Author, banjoist Jeremy B. Jones to perform, speak Sept. 25

By Haywood County Library | Aug 26, 2014

Author and banjoist Jeremy B. Jones will play the banjo and discuss his new book, "Bearwallow: A Personal History of a Mountain Homeland," at 5:30 p.m. Thursday, Sept. 25, at the Canton Branch Library.

Jones grew up in southern Appalachia, where his family has been haunting the mountains since the 18th century. Like the generations before him, Jones spent much of his childhood in the shadow of Bearwallow Mountain in Henderson County, an ever-present peak, floating in the distance. In Bearwallow, Jones turns his attention to the complex and rich world of his Appalachian past and to understanding how this landscape shaped his own identity.

“In part, I set out to write this book to answer: How am I mountain people?” Jones said. “I wanted to understand how the land and landscape affects people — crafts their identities, peppers their music, shapes their cultures. I also wanted to complicate the vision sometimes presented about Appalachia and its people. It is a far more diverse and complicated place than is presented often in movies and TV shows.”

Thus, Jones set out on a search that sent him burrowing into the past — hunting buried treasure and POW camps, unearthing Civil War graves and family feuds, exploring gated communities and tourist traps, encountering changed accents and immigrant populations, tracing Wal-Mart’s sidewalks and carved-out mountains — and pondering the future.

Throughout his book, Jones meshes narrative and myth, geology and genealogy, fiddle tunes and local color about the briskly changing and oft-stigmatized world of his native southern Appalachians. By doing so, he explores not only the story of his own heritage but also simplistic conceptions of Appalachia and its people.
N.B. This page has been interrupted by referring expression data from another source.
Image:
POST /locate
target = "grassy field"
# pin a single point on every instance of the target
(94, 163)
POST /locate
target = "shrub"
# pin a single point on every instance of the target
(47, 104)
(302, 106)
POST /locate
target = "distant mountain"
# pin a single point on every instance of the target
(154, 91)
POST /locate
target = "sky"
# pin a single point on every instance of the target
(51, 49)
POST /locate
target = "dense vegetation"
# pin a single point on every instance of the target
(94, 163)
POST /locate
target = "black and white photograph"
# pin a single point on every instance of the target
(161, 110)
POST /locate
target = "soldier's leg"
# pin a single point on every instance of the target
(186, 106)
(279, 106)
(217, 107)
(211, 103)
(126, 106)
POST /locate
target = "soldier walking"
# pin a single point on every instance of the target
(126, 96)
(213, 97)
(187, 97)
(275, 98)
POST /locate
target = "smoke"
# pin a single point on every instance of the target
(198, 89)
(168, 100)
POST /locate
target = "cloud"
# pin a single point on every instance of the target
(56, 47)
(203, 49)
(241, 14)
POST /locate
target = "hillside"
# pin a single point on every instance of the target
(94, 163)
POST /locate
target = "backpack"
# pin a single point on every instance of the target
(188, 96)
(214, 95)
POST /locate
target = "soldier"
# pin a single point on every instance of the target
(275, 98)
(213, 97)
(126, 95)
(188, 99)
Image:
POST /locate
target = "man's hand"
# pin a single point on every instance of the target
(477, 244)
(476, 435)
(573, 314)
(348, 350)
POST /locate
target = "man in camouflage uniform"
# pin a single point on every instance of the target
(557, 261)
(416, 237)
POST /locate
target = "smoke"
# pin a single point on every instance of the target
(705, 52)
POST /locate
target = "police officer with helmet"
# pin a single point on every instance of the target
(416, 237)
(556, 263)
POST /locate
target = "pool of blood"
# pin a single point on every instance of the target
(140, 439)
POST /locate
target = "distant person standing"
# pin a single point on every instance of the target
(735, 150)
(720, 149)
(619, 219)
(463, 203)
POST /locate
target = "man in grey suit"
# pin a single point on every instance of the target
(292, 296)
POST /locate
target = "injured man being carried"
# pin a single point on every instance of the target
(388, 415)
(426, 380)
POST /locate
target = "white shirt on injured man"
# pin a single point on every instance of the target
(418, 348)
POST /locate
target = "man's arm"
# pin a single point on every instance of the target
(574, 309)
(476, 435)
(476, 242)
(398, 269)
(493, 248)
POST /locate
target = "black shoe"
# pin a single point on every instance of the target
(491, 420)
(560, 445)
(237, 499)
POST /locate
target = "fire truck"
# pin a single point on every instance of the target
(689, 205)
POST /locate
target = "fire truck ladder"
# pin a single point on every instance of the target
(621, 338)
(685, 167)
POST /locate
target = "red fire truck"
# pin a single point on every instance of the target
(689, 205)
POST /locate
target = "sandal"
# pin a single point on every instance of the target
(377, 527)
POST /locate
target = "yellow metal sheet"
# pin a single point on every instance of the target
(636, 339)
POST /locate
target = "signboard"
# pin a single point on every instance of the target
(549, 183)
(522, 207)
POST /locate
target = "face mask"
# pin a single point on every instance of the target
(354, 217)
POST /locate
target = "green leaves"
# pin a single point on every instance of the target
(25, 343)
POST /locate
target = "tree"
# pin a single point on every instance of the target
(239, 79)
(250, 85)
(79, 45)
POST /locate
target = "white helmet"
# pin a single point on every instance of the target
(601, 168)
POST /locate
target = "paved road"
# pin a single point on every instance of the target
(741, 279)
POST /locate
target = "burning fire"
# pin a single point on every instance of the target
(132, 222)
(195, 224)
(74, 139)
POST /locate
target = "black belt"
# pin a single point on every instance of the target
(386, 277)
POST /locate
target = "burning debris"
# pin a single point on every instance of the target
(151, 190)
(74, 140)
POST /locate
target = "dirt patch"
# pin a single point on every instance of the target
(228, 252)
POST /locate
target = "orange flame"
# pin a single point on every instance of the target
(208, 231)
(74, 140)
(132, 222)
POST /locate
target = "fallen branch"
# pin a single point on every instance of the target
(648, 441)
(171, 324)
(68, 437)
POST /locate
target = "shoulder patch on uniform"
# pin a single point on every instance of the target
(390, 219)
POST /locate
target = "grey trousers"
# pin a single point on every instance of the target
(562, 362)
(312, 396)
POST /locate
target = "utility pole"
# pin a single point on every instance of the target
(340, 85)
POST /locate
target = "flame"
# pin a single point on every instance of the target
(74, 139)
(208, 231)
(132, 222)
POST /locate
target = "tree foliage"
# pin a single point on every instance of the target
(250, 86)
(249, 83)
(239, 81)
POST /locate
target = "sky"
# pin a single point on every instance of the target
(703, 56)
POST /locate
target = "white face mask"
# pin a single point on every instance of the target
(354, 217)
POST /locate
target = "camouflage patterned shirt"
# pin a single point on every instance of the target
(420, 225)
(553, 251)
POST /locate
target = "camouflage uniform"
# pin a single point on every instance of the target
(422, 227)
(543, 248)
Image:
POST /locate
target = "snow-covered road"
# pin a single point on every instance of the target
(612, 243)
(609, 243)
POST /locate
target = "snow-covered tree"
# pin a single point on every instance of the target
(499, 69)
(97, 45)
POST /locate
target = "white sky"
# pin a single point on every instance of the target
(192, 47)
His journey back to the mystical Bearwallow Mountain reveals a peak suddenly in flux.

As he seeks to understand how the places we call home shape us, unify us, and craft our cultures, he questions the foundation for our identities — How are we marked by the places we call home?

Renowned author Ron Rash says of Bearwallow, “Jeremy Jones shows the complexity of a region and a people too often reduced to the crudest of stereotypes, and by doing so gains even greater self-awareness. 'Bearwallow' is a book to be savored.”